Errant cron task yields yearlong time lapse of nytimes.com

zenpaul · on July 19, 2011

I created a web application and set of scripts late last year to snapshot sites like that on a daily/hourly/minutely interval. Also set up the web app to manage the captured images and turn them into videos.

Some of the interesting things I found:

- interesting to compare news sites coverage of the same news stories - see who publishes stories first and where on the page...

- quickly analyse site ad and content refresh rates

- instant time lapse videos from web cam sites

- some interesting artistic effects as content changes and moves on sites

- "photographic record" of web sites was interesting to see some sites not update or be broken at times

- very easy to generate gigabytes of content in small amounts of time!

I have't have time to extend the project further right now, but I still have jobs running capturing some of the top sites daily to get some year-long web-time-lapse videos and do something with the content. If anyone has ideas to commercialize the content or technology, let me know.

Note: Technologies used - Ubuntu, bash, CutyCapt, JSP, ImageMagick

ChrisArchitect · on July 18, 2011

Sorry, just realized more original source is http://news.ycombinator.com/item?id=2777508

peteforde · on July 18, 2011

The original post suffers from poor titling. Phill MV would have been better off taking a page from TechCrunch's confrontational naming style.
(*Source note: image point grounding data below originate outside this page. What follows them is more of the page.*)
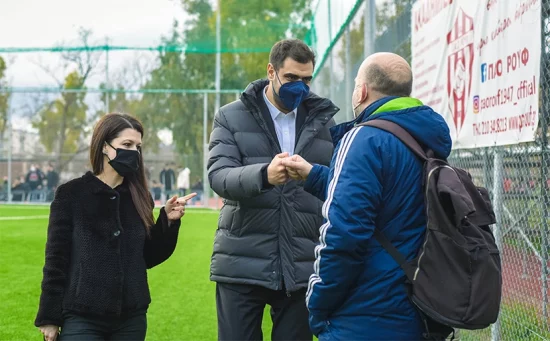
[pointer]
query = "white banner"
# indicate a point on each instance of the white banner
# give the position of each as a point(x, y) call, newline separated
point(477, 63)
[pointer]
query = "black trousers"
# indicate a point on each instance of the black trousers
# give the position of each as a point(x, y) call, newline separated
point(84, 328)
point(241, 307)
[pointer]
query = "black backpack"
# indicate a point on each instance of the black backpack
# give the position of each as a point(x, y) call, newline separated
point(456, 279)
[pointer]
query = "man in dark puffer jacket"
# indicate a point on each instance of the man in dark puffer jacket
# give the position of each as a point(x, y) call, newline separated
point(268, 227)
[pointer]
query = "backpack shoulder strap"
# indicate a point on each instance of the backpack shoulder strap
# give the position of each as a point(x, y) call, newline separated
point(400, 133)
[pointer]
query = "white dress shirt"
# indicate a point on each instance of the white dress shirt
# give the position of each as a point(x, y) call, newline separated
point(285, 126)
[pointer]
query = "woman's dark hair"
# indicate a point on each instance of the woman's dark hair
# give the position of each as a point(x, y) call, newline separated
point(107, 129)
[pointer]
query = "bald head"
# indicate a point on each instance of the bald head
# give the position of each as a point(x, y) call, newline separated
point(386, 74)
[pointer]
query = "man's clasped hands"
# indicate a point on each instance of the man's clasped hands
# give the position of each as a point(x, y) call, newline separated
point(284, 168)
phillmv · on July 18, 2011

Ah, but the Dylan reference was TOO GOOD TO PASS UP.

MiguelHudnandez · on July 18, 2011

Or with partisan hackery and tech-buzzword flavoring: "cron effortlessly disembowels nytimes.com temporal perception"
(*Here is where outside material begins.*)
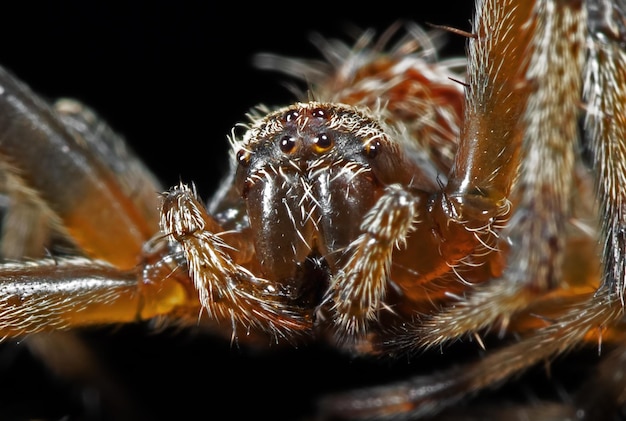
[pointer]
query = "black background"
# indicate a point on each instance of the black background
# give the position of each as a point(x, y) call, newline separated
point(173, 79)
nostromo · on July 18, 2011

Mid-terms at 1:19 -- http://www.youtube.com/watch?v=sCKGOiauJCE&feature=playe...

Fun to see the results pile in -- then the usual reaction shots from pols (frowns and smiles depending on party).

codeslush · on July 19, 2011

I must confess, I actually watched the entire video! Much better than looking through hundreds of screen-captures in a list and interestingly entertaining!

It's striking to me the number of watch makers that advertised through the course of the year. The ads primarily caught my attention - which is strange, because I rarely look at ads when browsing sites. The one constant, from all the ads, was a watch manufacturer.

Curious if the person who captured these images had a browsing history for watches, or if that's what everyone witnessed? Next experiment: Two completely different users capture these on the same time interval -- side by side comparison! ;-)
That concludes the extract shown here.